Conversely, the community economy emerged as universally rigid across all four CSAs. The mechanism behind this resistance is rooted in urban political economy. The economic indicators—such as local unemployment rates, income inequality, and disaster risk financing—are deeply entrenched in macroeconomic structures and historical urban development trajectories. While localised, techno-centric disaster risk reduction (DRR) tools excel at enhancing situational awareness and operational efficiency, they do not inherently redistribute wealth, alter labour markets, or resolve systemic urban inequalities. This finding echoes the critical urban geography literature, which cautions that while “smart city” technologies and EWS can optimise disaster responses, they cannot act as substitutes for the foundational economic development policies required to address the root causes of socio-economic vulnerability.

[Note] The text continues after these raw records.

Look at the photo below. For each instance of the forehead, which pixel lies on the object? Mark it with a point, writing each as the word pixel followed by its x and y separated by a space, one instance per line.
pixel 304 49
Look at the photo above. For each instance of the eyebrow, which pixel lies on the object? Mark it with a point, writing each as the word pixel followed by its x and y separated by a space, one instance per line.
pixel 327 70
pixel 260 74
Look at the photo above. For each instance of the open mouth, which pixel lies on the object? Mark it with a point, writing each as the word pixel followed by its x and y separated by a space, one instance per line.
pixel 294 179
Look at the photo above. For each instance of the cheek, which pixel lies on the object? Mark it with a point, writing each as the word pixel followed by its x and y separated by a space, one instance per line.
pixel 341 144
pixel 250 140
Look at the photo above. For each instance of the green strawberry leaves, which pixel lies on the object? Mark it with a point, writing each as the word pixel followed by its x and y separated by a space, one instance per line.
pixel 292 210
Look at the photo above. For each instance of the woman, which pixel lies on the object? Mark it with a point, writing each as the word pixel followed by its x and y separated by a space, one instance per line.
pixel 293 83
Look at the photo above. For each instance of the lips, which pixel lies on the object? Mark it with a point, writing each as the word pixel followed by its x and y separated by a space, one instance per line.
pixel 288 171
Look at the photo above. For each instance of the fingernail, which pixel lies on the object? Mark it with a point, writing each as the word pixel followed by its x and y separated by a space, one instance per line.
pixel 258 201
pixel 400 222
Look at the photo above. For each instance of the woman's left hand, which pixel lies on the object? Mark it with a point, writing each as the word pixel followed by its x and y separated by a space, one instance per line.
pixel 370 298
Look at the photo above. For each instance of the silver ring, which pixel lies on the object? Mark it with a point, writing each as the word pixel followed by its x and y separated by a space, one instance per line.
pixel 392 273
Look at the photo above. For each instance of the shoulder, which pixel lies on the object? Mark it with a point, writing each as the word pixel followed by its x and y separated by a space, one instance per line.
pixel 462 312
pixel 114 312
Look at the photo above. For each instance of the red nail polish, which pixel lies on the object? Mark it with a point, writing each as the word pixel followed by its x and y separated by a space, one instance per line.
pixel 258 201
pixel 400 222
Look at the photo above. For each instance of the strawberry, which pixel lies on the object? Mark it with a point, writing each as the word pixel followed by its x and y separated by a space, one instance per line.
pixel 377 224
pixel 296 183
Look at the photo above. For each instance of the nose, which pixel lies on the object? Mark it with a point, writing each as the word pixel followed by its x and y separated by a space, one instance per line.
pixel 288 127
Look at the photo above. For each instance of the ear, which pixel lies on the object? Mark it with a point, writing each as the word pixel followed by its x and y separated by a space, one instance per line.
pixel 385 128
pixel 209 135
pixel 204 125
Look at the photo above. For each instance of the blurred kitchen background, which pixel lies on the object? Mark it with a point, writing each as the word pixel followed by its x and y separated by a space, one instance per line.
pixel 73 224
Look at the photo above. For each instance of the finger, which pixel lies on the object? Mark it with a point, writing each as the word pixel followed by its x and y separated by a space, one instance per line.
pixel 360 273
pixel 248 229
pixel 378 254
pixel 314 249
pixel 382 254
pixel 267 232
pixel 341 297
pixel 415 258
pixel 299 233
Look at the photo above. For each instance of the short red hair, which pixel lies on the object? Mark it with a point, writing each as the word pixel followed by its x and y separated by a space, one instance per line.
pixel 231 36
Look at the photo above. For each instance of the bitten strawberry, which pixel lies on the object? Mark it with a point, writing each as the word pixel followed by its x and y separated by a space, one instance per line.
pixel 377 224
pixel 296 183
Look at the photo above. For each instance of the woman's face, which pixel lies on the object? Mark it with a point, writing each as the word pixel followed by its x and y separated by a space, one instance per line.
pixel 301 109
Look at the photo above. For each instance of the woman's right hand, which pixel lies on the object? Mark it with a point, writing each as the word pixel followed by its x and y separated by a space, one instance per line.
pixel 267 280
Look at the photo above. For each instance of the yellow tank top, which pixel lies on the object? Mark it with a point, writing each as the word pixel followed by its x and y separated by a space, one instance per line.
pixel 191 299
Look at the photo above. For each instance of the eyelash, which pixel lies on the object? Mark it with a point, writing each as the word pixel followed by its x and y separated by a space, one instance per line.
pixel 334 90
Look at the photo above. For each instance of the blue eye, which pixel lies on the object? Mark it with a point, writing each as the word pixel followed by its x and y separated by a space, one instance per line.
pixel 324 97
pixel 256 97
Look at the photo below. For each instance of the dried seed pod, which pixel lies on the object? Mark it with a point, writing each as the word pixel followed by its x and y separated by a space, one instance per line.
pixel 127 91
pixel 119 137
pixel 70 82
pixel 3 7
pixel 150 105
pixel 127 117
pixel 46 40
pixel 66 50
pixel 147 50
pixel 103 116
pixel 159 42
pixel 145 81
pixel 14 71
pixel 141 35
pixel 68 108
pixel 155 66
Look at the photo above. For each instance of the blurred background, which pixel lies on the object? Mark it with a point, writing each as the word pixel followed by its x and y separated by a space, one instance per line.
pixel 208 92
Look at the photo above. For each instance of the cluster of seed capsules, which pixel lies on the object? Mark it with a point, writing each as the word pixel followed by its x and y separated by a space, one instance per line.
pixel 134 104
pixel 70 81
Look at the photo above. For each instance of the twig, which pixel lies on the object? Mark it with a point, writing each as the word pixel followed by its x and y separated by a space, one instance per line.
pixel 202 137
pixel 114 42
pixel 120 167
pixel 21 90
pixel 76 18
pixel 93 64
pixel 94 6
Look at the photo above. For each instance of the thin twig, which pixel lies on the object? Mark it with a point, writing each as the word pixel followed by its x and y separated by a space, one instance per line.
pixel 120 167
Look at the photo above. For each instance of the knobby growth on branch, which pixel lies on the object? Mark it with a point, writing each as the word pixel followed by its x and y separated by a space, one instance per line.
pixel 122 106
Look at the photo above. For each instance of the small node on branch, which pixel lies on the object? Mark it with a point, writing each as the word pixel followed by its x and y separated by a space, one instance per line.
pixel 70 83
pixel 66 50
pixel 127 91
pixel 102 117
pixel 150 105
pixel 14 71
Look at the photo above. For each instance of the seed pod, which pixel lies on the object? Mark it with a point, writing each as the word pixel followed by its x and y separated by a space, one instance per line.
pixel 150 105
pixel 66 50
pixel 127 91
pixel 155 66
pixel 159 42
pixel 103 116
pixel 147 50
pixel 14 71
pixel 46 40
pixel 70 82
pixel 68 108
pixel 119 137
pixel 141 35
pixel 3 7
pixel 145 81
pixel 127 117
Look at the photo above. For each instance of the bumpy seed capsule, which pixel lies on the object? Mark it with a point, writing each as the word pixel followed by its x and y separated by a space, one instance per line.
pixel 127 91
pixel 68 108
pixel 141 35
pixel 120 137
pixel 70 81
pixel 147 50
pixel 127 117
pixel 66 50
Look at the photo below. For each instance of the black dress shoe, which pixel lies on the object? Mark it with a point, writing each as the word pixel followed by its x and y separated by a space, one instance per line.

4.2. Comparative Analysis with National and International Resilience Research

Our findings regarding the anticipated efficacy of the C2IMPRESS tools align with and expand upon the recent global trends in disaster risk reduction (DRR). Globally, the transition from single-hazard models to systemic, multi-hazard risk frameworks is heavily emphasised by the UNDRR and the Sendai Framework [14]. The recent international analyses, such as the 2024 Global Status of Multi-Hazard Early Warning Systems [43], highlight that while the technological coverage of the EWS is expanding, “last-mile” dissemination—ensuring warnings translate into timely, protective community action—remains a critical global bottleneck. The C2IMPRESS risk and resilience assessment framework (RRAF) directly addresses this gap by pairing the technological EWS implementations with the public–private-civil partnership (PPCP) approach. By embedding local knowledge into the risk assessment pipeline, our findings demonstrate that emergency preparedness and individual vulnerability are highly malleable and responsive to these integrated interventions.
Within the European context, the anticipated results from the four case study areas (CSAs) resonate with the parallel Horizon Europe initiatives (such as the CORE [44], ENGAGE [45], and MEDiate [46] projects) that stress an “all-of-society” approach to climate adaptation. European research consistently shows that top-down risk management is insufficient without civic engagement. Our comparative analysis validates this, showing that institutional capacities and community trust are significantly improved when residents are actively involved via decision support platforms and interactive tools.
At the national level, the context-specific impacts anticipated in each CSA mirror the distinct vulnerabilities and recent disaster experiences of their respective countries:
Greece and Spain: In the Mediterranean region, recent catastrophic events—such as the devastating 2024 DANA floods in Valencia, Spain [47], alongside the severe wildfires and floods caused by Medicane Daniel in Greece [48]—have exposed critical gaps in civic preparedness and the dangers of high-density urbanisation in risk-prone areas. For the Balearic Islands and Egaleo, the introduction of flood-specific EWS and agent-based models for hazard simulation directly responds to these national priorities. The anticipated improvements in alternative communication networks and the trust in the local authorities reflect the broader Spanish and Greek research advocating for proactive, localised risk communication over purely reactive state measures.
Turkey: In Ordu, the integration of predictive EWS for fluvial flooding and landslides aligns closely with the national trajectory following the 2023 earthquakes. The current Turkish disaster management research increasingly advocates for decentralised, polycentric risk governance to supplement the rigid national frameworks like the Disaster Response Plan (TAMP). The robust improvements in hazard assessment and resilience planning that were anticipated in Ordu highlight the immense value of localising the predictive data to overcome regional risk perception–action gaps.
Portugal: In the Centro Region, the focus on coastal flooding and the HIDRALERTA system corresponds seamlessly with Portugal’s national strategic focus on safeguarding critical maritime and riverine infrastructure. The studies in Portugal frequently utilise frameworks like the RAF to support city-level action planning [39]; however, the C2IMPRESS approach advances this national paradigm by dynamically linking early warning technologies with active social vulnerability mapping, proving that community resilience is best achieved when infrastructural innovation is paired with social inclusivity.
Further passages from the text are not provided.